Why am I so pessimistic about the outcome of the current Windows-on-Arm (WoA) drive? Well, the fundamental problem still remains. Microsoft still doesn’t fully control the entire stack and that is the single most important difference. It depends on Qualcomm for the chips and other partners for the actual devices (and to help in spreading the Gospel of WoA). 

Getting different companies - with different ambitions, product lines, focus, and leaderships - to work like Apple would is a pipedream. Microsoft could go all in if it really wanted to. It could have (and still can) purchased Mediatek, Qualcomm, or Arm for that matter. 

After all, Microsoft - like Qualcomm - has had an Arm architectural license since 2010 and used it to great effect to build its server chip in November last year. Microsoft’s Azure Cobalt 100 is based on Arm with zero input from Qualcomm or any other chip vendors. So, if Microsoft can do it in the datacenter, why not in the client market?

For all the chest-beating exercises that Warren’s article depicted, the sobering reality is that Microsoft’s WoA push is all about now. The fact that the focus was on the entry-level Apple MacBook Air (rather than the entire range) feels like a travesty, like picking up on the weakest kid in school. Then there’s Apple irrepressible appetite for better, faster, further. The latest Apple M4 - which powers the latest iPad Pro tablet - can be faster than the desktop-bound M2 Ultra (at least when liquid cooled).

The M3 processor inside the MacBook Air that was extensively tested on Microsoft’s Redmond campus will probably reach end-of-line in two years as Apple refreshes its lineup. Keeping up with Apple in that case will require more than just a one-off product refresh, it necessitates a whole paradigm shift that can only happen if and when Microsoft is in total control, nothing less. 

What will AMD and Intel think?

Another conversation topic is what will AMD and Intel think about Microsoft cosying up with Qualcomm during what is arguably the most important event in Microsoft’s calendar, its Build conference. Both x86 lynchpins were firmly in the backseat as Snapdragon took center stage as Microsoft unveiled the Copilot Plus (or Copilot+) PC initiative.

With NPU TOPS being flaunted as the new performance currency, Intel and AMD have been found wanting; neither has mobile parts that can deliver the 40 TOPS target imposed by Microsoft, which warrants the question of whether AMD and Intel were aware of Microsoft’s plans and didn’t act on them and why is Microsoft betting on Arm again rather than on the tried-and-trusted x86 architecture.

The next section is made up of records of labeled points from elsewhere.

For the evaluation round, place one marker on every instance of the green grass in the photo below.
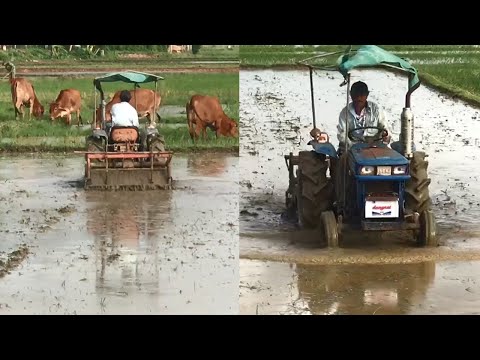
(176, 90)
(20, 138)
(24, 56)
(449, 68)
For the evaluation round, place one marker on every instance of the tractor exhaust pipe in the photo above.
(406, 135)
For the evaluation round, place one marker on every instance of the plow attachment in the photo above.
(128, 170)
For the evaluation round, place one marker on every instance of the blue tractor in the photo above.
(371, 186)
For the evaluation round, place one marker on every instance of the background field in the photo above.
(453, 69)
(176, 89)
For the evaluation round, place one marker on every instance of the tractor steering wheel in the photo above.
(381, 132)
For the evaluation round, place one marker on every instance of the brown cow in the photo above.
(142, 100)
(23, 94)
(206, 111)
(67, 102)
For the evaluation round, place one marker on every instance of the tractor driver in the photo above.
(361, 113)
(124, 114)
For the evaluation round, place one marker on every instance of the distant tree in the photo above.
(196, 48)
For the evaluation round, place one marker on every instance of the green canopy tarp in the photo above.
(371, 55)
(134, 77)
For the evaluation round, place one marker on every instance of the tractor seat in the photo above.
(124, 134)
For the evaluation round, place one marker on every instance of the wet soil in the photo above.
(276, 117)
(425, 288)
(96, 252)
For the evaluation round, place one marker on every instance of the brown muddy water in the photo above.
(276, 117)
(93, 252)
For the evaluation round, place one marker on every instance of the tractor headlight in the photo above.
(367, 170)
(399, 170)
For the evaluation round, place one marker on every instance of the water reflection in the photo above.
(364, 289)
(209, 166)
(127, 228)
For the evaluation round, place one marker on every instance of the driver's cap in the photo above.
(359, 88)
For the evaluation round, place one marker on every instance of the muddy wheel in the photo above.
(330, 231)
(417, 197)
(94, 146)
(427, 236)
(314, 190)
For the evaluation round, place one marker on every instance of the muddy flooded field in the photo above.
(270, 288)
(65, 250)
(276, 117)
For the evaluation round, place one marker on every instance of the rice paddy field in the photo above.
(453, 69)
(176, 89)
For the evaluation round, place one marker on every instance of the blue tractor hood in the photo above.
(379, 155)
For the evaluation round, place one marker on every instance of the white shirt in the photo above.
(371, 115)
(124, 114)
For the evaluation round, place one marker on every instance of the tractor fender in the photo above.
(324, 148)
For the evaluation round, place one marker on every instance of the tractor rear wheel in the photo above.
(330, 229)
(417, 197)
(427, 235)
(314, 190)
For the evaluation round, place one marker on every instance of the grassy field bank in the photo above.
(177, 88)
(453, 69)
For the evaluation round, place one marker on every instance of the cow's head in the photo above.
(38, 110)
(56, 111)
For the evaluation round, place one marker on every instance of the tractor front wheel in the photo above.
(314, 190)
(427, 235)
(330, 228)
(417, 197)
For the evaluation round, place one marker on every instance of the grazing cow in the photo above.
(206, 111)
(67, 102)
(142, 100)
(23, 94)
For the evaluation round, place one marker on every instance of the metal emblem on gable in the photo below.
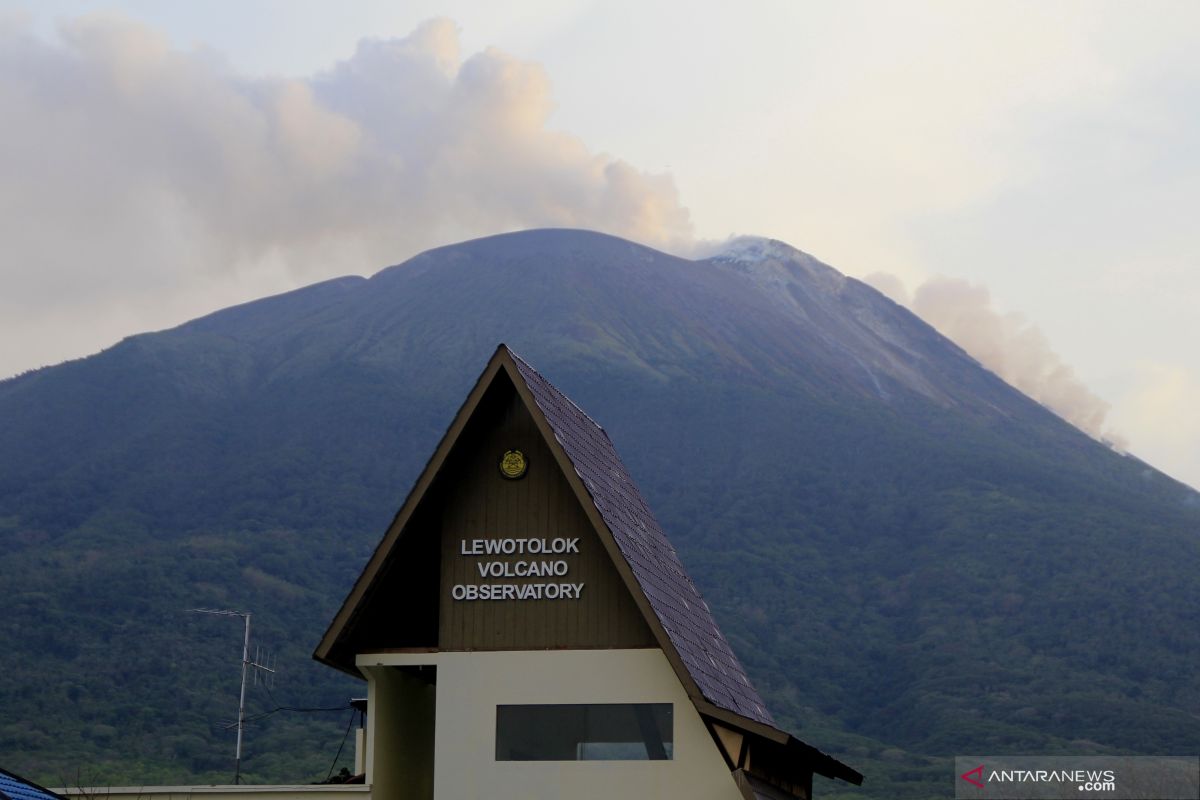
(514, 464)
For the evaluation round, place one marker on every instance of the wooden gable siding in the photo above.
(479, 503)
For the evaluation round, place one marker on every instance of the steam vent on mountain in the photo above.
(527, 631)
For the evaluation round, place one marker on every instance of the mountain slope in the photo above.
(911, 557)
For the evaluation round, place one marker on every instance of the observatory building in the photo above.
(526, 630)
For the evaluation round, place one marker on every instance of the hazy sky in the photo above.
(987, 160)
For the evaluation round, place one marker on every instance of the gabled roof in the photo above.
(18, 788)
(681, 611)
(666, 596)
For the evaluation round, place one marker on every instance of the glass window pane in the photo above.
(585, 732)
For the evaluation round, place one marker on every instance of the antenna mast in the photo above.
(246, 663)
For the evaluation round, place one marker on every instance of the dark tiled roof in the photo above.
(16, 788)
(653, 560)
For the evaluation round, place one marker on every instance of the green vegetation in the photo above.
(906, 576)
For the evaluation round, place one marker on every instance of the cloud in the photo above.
(144, 184)
(1161, 411)
(1008, 344)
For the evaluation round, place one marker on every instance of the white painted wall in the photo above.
(471, 685)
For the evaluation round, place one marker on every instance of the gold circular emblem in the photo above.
(513, 464)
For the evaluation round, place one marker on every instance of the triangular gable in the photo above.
(667, 600)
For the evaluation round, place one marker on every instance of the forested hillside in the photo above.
(912, 559)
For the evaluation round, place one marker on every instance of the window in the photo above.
(623, 732)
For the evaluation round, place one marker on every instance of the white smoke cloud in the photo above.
(144, 185)
(1008, 344)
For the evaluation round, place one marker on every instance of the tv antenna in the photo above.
(259, 665)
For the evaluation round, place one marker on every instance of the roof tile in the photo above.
(672, 595)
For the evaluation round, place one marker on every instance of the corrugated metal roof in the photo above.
(653, 560)
(17, 788)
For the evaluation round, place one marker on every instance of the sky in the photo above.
(1024, 175)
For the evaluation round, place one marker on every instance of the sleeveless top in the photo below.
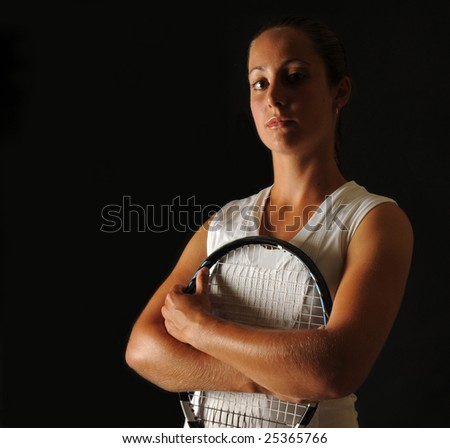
(325, 238)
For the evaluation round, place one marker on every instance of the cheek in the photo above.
(257, 110)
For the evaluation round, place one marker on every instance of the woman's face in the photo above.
(292, 103)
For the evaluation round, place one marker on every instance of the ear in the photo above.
(343, 91)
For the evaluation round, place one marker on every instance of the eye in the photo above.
(259, 85)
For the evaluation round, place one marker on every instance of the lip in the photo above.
(278, 122)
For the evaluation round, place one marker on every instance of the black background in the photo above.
(105, 100)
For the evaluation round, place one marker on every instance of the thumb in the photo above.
(201, 281)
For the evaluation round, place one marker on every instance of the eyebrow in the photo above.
(286, 62)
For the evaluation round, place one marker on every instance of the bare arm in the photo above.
(167, 362)
(316, 364)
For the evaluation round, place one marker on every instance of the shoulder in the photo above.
(386, 229)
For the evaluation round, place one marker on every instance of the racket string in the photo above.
(265, 287)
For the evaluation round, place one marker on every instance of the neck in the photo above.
(300, 182)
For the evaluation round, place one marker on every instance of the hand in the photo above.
(183, 312)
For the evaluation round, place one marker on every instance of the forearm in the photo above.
(175, 366)
(300, 364)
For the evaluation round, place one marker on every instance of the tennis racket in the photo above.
(262, 282)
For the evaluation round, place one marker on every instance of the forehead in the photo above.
(282, 44)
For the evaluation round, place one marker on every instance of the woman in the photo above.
(298, 87)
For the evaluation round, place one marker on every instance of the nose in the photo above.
(276, 95)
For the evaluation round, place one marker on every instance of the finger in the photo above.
(201, 281)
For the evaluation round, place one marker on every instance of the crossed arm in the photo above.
(178, 345)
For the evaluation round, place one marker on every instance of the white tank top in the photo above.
(325, 238)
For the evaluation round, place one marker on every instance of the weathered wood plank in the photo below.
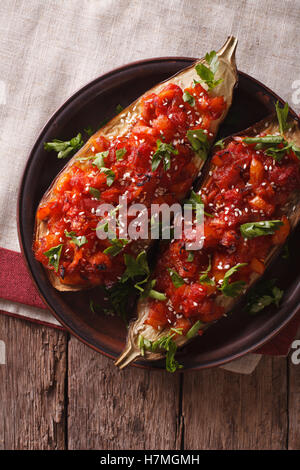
(294, 399)
(32, 385)
(109, 409)
(223, 410)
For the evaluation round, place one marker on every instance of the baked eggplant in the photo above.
(144, 153)
(250, 193)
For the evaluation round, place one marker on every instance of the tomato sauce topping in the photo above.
(126, 168)
(246, 185)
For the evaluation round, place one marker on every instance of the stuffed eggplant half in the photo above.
(147, 153)
(251, 197)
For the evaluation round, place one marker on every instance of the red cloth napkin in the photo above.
(17, 286)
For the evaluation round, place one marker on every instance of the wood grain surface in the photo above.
(56, 393)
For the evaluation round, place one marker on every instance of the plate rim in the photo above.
(189, 60)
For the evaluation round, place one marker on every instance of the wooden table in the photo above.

I was surprised to see that business laptops based on the new architecture were also launched. HP, Dell, Lenovo and Microsoft had enterprise flagship laptops on stage to highlight their commitment to the push, where enhanced native compatibility - triggered by Apple’s move to Arm with the M1 - and class-leading battery life were the main messages.

If Microsoft wants to convince the target audience that these were not glorified, expensive Chromebook replacements, the new devices will need to be adopted as shoe-in replacement for existing fleets, rather than alternatives to MacBook Air, sans GPU or legacy ports. The diversity of the x86 ecosystem is what makes it nearly impossible - even for Microsoft - to corral its members like Apple users.

Computex 2024, which starts in a few weeks, will be where the chatter and the gossip will emerge from the wider PC supply chain. This is where we will know whether, after the 2012 debacle of Windows RT, vendors are paying lip service to Microsoft or truly believing in an Arm-based future.

Speaking of Arm, The Register’s Tobias Mann reminds us of the little-known fact that Arm has sued Qualcomm for breaching the terms of its architectural license with Arm when it purchased CPU startup Nuvia as it is adapting Armv8 architecture rather than embracing Armv9 - like Apple did with the M-series. This, as the author highlights, “would throw a rather large spanner in the works not just for the Snapdragon house but also its partners like Microsoft, if the legal battle came to that.”